1. Task-Based Routing

from enum import Enum
from typing import Protocol, Dict, Any
from abc import abstractmethod
 
class TaskComplexity(Enum):
    """Task complexity levels"""
    SIMPLE = "simple"           # Structured, template-based
    MODERATE = "moderate"       # Standard narration
    COMPLEX = "complex"         # Creative, open-ended
    CRITICAL = "critical"       # Must be perfect
 
class TaskType(Enum):
    """Types of LLM tasks"""
    NARRATION = "narration"            # Describe game events
    GENERATION = "generation"          # Create new content
    PARSING = "parsing"                # Extract structure from text
    DIALOGUE = "dialogue"              # NPC conversation
    DESCRIPTION = "description"        # Describe entity
    DECISION = "decision"              # Rare: LLM makes choice
 
class LLMModel(Protocol):
    """LLM interface"""
    @abstractmethod
    def complete(self, prompt: str, temperature: float = 0.7) -> str:
        pass
 
    @property
    @abstractmethod
    def name(self) -> str:
        pass
 
    @property
    @abstractmethod
    def cost_per_1k_tokens(self) -> float:
        pass
 
 
class ModelRouter:
    """Routes tasks to appropriate models"""
 
    def __init__(self):
        # Model registry
        self.models: Dict[str, LLMModel] = {
            'small': SmallModel(),      # 7B-9B local
            'medium': MediumModel(),    # 13B-33B local
            'large': LargeModel(),      # 70B local or API
            'premium': PremiumModel()   # GPT-4, Claude
        }
 
        # Routing rules
        self.routing_table = {
            (TaskType.PARSING, TaskComplexity.SIMPLE): 'small',
            (TaskType.PARSING, TaskComplexity.MODERATE): 'small',
 
            (TaskType.DESCRIPTION, TaskComplexity.SIMPLE): 'small',
            (TaskType.DESCRIPTION, TaskComplexity.MODERATE): 'medium',
            (TaskType.DESCRIPTION, TaskComplexity.COMPLEX): 'large',
 
            (TaskType.NARRATION, TaskComplexity.SIMPLE): 'small',
            (TaskType.NARRATION, TaskComplexity.MODERATE): 'medium',
            (TaskType.NARRATION, TaskComplexity.COMPLEX): 'large',
 
            (TaskType.DIALOGUE, TaskComplexity.SIMPLE): 'medium',
            (TaskType.DIALOGUE, TaskComplexity.MODERATE): 'medium',
            (TaskType.DIALOGUE, TaskComplexity.COMPLEX): 'large',
 
            (TaskType.GENERATION, TaskComplexity.MODERATE): 'medium',
            (TaskType.GENERATION, TaskComplexity.COMPLEX): 'large',
            (TaskType.GENERATION, TaskComplexity.CRITICAL): 'premium',
 
            (TaskType.DECISION, TaskComplexity.CRITICAL): 'premium',
        }
 
    def route(
        self,
        task_type: TaskType,
        complexity: TaskComplexity,
        prompt: str,
        temperature: float = 0.7
    ) -> str:
        """Route task to appropriate model"""
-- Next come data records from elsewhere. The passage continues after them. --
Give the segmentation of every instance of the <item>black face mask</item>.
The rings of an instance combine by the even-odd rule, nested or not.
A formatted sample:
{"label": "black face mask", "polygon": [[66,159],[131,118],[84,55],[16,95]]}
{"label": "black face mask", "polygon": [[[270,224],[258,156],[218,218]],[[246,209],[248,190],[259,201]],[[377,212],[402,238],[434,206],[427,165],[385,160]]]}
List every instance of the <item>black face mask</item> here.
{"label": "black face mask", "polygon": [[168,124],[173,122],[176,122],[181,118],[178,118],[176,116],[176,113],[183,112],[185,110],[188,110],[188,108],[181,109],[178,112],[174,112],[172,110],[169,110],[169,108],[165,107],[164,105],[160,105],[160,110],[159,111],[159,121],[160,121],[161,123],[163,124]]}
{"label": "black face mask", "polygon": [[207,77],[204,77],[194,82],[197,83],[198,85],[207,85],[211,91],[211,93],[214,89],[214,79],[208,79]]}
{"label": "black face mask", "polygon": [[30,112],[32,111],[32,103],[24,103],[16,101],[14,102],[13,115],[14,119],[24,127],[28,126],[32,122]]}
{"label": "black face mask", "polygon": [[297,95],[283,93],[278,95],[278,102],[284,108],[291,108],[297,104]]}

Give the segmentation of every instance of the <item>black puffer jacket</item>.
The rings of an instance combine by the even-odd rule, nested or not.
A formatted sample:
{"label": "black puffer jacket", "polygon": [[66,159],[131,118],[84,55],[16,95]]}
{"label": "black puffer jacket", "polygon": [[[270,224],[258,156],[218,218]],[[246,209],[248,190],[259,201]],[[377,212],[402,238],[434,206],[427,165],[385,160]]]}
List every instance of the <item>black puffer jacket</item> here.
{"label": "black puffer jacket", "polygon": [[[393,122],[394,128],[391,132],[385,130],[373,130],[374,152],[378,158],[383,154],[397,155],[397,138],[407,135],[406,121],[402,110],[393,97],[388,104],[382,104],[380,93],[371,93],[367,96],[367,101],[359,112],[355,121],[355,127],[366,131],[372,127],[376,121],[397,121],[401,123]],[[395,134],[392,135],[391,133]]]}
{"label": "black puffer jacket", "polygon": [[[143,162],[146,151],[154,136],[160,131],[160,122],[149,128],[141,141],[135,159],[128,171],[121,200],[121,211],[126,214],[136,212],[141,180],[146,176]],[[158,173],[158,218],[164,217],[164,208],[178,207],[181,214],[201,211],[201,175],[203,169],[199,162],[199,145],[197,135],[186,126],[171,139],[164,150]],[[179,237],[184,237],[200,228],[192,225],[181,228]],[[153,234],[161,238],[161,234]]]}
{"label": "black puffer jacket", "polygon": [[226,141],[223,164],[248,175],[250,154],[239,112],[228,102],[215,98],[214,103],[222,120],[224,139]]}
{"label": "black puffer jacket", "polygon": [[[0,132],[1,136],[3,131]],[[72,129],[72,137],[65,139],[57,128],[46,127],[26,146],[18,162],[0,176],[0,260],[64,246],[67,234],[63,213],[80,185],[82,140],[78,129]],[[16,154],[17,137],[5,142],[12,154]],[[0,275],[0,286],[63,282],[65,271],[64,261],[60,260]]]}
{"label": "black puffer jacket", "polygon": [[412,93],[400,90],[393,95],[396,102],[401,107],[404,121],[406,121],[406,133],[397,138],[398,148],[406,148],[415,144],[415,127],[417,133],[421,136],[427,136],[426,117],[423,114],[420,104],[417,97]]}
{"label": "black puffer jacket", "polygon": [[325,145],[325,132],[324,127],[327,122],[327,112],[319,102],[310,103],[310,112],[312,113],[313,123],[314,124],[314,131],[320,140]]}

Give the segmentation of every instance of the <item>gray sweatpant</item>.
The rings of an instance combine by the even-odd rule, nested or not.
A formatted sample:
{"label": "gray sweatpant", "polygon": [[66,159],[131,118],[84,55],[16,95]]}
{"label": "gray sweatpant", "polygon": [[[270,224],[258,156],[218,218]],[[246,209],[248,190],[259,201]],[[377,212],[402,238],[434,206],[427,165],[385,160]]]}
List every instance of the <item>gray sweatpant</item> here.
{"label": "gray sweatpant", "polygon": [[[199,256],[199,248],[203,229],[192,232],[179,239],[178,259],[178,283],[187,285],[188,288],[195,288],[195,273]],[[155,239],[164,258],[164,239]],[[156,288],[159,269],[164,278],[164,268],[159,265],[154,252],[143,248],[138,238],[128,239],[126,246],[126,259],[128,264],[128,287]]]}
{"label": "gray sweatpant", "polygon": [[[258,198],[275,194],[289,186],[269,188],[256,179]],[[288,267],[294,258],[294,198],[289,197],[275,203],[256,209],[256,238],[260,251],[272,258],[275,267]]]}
        # Get model for task
        model_key = self.routing_table.get(
            (task_type, complexity),
            'medium'  # default
        )
 
        model = self.models[model_key]
 
        print(f"Routing {task_type.value} ({complexity.value}) to {model.name}")
 
        # Execute
        return model.complete(prompt, temperature)
 
    def route_auto(
        self,
        task_type: TaskType,
        prompt: str,
        temperature: float = 0.7
    ) -> str:
        """Auto-detect complexity and route"""
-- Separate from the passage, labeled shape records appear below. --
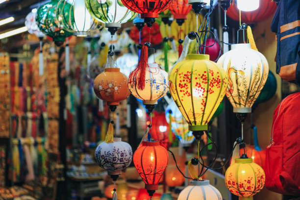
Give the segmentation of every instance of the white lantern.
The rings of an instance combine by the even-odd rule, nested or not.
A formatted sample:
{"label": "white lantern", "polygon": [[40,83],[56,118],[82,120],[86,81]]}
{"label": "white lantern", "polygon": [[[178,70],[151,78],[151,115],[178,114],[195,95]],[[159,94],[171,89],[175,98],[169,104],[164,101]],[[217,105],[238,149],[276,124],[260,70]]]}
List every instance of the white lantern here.
{"label": "white lantern", "polygon": [[208,180],[191,180],[180,192],[177,200],[222,200],[220,192]]}
{"label": "white lantern", "polygon": [[101,143],[95,151],[95,157],[98,165],[108,171],[113,179],[118,177],[121,171],[127,168],[132,160],[132,149],[121,138],[114,138],[114,142]]}
{"label": "white lantern", "polygon": [[269,65],[264,55],[249,44],[236,44],[218,61],[228,77],[226,96],[236,113],[251,112],[251,107],[265,85]]}
{"label": "white lantern", "polygon": [[128,87],[132,95],[142,100],[144,105],[154,105],[169,91],[168,73],[160,69],[157,63],[148,65],[149,70],[146,72],[144,89],[138,89],[135,86],[135,81],[129,82]]}

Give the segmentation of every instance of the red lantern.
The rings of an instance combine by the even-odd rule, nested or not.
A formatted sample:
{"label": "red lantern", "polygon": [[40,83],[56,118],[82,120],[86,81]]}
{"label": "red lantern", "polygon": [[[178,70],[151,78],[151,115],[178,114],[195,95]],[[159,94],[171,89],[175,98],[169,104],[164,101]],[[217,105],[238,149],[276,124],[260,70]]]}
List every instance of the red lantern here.
{"label": "red lantern", "polygon": [[150,27],[158,17],[158,13],[169,8],[173,0],[121,0],[128,9],[141,14],[145,22]]}
{"label": "red lantern", "polygon": [[166,114],[163,112],[154,111],[152,117],[151,137],[154,140],[159,141],[161,145],[168,149],[176,136],[172,130],[170,130],[169,125],[166,119]]}
{"label": "red lantern", "polygon": [[[236,3],[232,1],[230,6],[227,11],[227,15],[232,19],[239,21],[239,10]],[[253,24],[271,16],[276,9],[275,1],[273,0],[260,0],[259,7],[258,9],[250,12],[241,11],[241,19],[242,23],[248,24]]]}
{"label": "red lantern", "polygon": [[157,184],[168,164],[169,154],[158,141],[143,141],[133,154],[133,163],[150,196],[158,188]]}
{"label": "red lantern", "polygon": [[[212,45],[215,42],[215,39],[213,38],[208,38],[206,40],[205,46],[209,46]],[[203,47],[201,47],[201,50],[203,50]],[[212,61],[215,61],[218,58],[219,54],[220,53],[220,45],[217,41],[212,46],[205,48],[205,53],[209,55],[209,60]]]}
        complexity = self._detect_complexity(prompt, task_type)
        return self.route(task_type, complexity, prompt, temperature)
 
    def _detect_complexity(
        self,
        prompt: str,
        task_type: TaskType
    ) -> TaskComplexity:
        """Heuristic complexity detection"""
        prompt_lower = prompt.lower()
 
        # Simple indicators
        if 'json' in prompt_lower or 'extract' in prompt_lower:
            return TaskComplexity.SIMPLE
 
        # Complex indicators
        complex_words = ['creative', 'unique', 'original', 'detailed']
        if any(word in prompt_lower for word in complex_words):
            return TaskComplexity.COMPLEX
 
        # Length-based
        if len(prompt) > 2000:
            return TaskComplexity.COMPLEX
        elif len(prompt) < 500:
            return TaskComplexity.SIMPLE
 
        return TaskComplexity.MODERATE

2. Specialized Model Clients

class NarrativeGenerator:
    """High-level narrative generation with routing"""
 
    def __init__(self, router: ModelRouter):
        self.router = router
 
    def narrate_combat(
        self,
        ndl_event: str,
        context: Dict[str, Any]
    ) -> str:
        """Narrate combat (medium complexity)"""
        prompt = self._build_combat_prompt(ndl_event, context)
 
        return self.router.route(
            task_type=TaskType.NARRATION,
            complexity=TaskComplexity.MODERATE,
            prompt=prompt,
            temperature=0.7
        )
 
    def narrate_critical_moment(
        self,
        ndl_event: str,
        context: Dict[str, Any]
    ) -> str:
        """Narrate important story moment (high quality)"""
        prompt = self._build_critical_prompt(ndl_event, context)
 
        return self.router.route(
            task_type=TaskType.NARRATION,
            complexity=TaskComplexity.COMPLEX,
            prompt=prompt,
            temperature=0.8
        )
 
    def describe_room(self, location_data: Dict[str, Any]) -> str:
        """Simple room description (low complexity)"""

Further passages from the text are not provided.